Genitope (GTOP) Receives Acceleration Notice From GE Capital (GE)

April 18, 2008 1:25 PM EDT

In Today's 8-K Filing From Genitope (Nasdaq: GTOP): On April 14, 2008, Genitope Corporation received a notice of acceleration and demand for payment pursuant to that certain Master Security Agreement, dated as of October 23, 2006, between General Electric Capital Corporation (NYSE: GE) and the Company, and those certain promissory notes and security deposit pledge agreements related thereto. The Notice advised the Company that it was in default of its obligations to make installment payments due under the promissory notes on April 1, 2008 and declared the acceleration of all indebtedness of the Company to GECC under the Loan Agreements. The Notice stated that the aggregate amount due and payable under the Loan Agreements as of April 14, 2008 was $3,828,209.98. This amount included principal and interest through April 14, 2008, as well as a prepayment premium in accordance with the terms of the Loan Agreements. The amount due increases by interest accrual of $1,023.44 per day. The Notice further provided that GECC has incurred costs and expenses in connection with its rights under the Loan Agreement, and expects to incur additional expenses, for which the Company may be responsible. GECC notified the Company in the Notice that it intends to proceed with the exercise of its legal rights and remedies if payment is not made in full as of the date of the Notice, April 14, 2008. As of the date hereof, the Company has not paid any amounts accelerated under the Loan Agreements and is currently is discussions with GECC regarding payment of amounts due. If the Company is unable to pay, or negotiate a payment settlement with, GECC, GECC may fully exercise its rights and remedies under the Loan Agreements which may include, but are not limited to, application of security deposits held by GECC against the obligations of the Company, demand for turnover of equipment, foreclosure of GECC’s liens and security interests and the commencement of legal proceedings, any of which would adversely affect the Company’s financial condition, operating results and business.
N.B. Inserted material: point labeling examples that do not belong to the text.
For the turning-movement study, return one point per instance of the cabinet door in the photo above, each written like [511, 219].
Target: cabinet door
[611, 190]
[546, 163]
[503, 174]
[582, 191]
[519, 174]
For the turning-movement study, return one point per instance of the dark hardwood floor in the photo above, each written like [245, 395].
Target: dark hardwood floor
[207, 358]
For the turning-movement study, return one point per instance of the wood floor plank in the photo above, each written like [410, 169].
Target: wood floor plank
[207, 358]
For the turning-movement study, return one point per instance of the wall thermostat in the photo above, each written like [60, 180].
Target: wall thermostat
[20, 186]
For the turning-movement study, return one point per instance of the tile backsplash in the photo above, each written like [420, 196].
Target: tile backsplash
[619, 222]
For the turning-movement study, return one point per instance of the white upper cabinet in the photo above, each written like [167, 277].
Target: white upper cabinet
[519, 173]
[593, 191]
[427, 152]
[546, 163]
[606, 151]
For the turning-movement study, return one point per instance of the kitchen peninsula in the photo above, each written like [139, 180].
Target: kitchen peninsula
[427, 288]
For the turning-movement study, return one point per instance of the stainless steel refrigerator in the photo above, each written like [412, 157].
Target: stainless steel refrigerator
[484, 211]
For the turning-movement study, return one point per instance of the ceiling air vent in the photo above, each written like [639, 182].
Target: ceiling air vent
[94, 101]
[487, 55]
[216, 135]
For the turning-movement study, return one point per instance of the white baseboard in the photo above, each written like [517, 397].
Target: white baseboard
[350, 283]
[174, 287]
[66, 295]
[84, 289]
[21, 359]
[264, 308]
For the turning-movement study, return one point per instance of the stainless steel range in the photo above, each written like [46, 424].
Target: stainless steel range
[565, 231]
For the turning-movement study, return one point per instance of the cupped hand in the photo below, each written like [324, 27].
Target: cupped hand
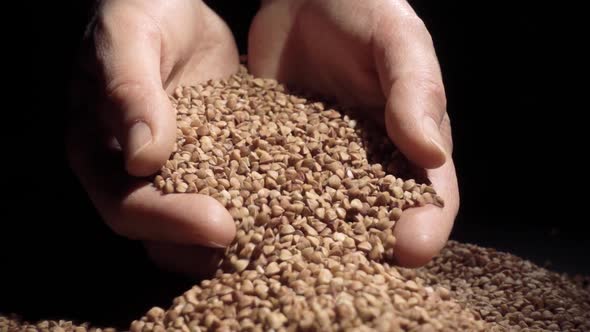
[379, 55]
[123, 126]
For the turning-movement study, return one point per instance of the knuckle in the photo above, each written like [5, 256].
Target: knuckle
[119, 90]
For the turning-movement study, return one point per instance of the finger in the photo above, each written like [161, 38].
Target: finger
[138, 110]
[423, 231]
[194, 261]
[410, 76]
[134, 208]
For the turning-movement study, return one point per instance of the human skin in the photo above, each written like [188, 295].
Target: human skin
[141, 50]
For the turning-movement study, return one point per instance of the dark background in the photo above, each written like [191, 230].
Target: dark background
[515, 117]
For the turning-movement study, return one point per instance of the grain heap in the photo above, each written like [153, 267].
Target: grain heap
[314, 216]
[314, 239]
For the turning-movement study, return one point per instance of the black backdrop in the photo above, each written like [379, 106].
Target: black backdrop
[502, 67]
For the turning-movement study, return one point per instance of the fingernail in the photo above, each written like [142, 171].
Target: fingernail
[432, 131]
[140, 135]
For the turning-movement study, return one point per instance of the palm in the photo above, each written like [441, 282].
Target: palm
[144, 50]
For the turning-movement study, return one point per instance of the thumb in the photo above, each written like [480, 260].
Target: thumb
[137, 108]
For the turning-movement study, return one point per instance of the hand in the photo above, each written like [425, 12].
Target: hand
[374, 54]
[139, 52]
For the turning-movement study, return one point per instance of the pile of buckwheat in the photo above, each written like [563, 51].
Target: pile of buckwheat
[315, 196]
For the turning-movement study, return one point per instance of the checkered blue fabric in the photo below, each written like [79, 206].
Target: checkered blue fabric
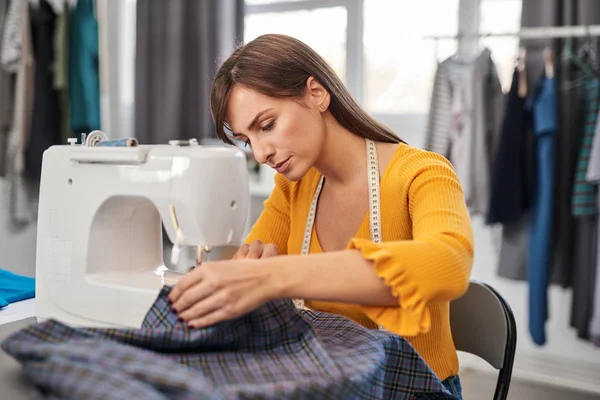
[276, 352]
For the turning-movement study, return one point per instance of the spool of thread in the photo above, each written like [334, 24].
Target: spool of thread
[129, 142]
[95, 137]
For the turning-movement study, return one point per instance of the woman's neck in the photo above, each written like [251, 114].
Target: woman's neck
[343, 158]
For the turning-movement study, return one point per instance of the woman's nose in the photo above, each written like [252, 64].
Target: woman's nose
[262, 152]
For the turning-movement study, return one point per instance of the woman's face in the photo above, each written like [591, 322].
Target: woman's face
[282, 133]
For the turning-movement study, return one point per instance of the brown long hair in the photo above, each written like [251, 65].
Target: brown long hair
[279, 66]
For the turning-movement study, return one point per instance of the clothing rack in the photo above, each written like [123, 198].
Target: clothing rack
[546, 32]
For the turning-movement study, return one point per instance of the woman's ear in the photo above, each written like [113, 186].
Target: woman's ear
[318, 95]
...The Company has provided notices under the WARN Act to all but 21 of its employees, including all of its executive officers other than Dan W. Denney, Jr., its Chief Executive Officer, that it plans to conduct a “mass layoff” at its facility in Fremont, and the employment of all of these employees is expected to terminate by May 30, 2008. As a result of this reduction in force, the Company expects that approximately 20 employees will remain as employees of the Company as of the end of May 2008, and that these employees will primarily be those involved in the development of its monoclonal antibody panel. Through April and May 2008, the Company intends to continue to meet its payroll obligations to the employees to whom it has delivered notices under the WARN Act to the extent required under the WARN Act and to satisfy its other obligations to employees as would be required in the ordinary course of business...

...At the present time, the Company’s strategy for the benefit of its creditors and stockholders is to take steps to preserve and support the future value, if any, of MyVax personalized immunotherapy (formerly its lead product candidate), to seek funding for its monoclonal antibody program, to conserve its current cash to the extent reasonably practicable and to generate cash, including potentially through the sale of assets. The Company is evaluating its alternatives with respect to the sale of equipment and other non-critical assets. In addition, the Company is pursuing strategic alternatives for the Company and its monoclonal antibody and MyVax programs, including potentially through a spin-off or sale to a separately funded entity or entities. Stockholders should recognize that, to satisfy its liabilities, including in particular those under its lease agreements, fund the development of its monoclonal antibody program and preserve the value of the MyVax program, the Company may pursue strategic alternatives that result in the stockholders of Genitope having little or no continuing interest in the monoclonal antibody or MyVax programs or other assets of Genitope as stockholders or otherwise.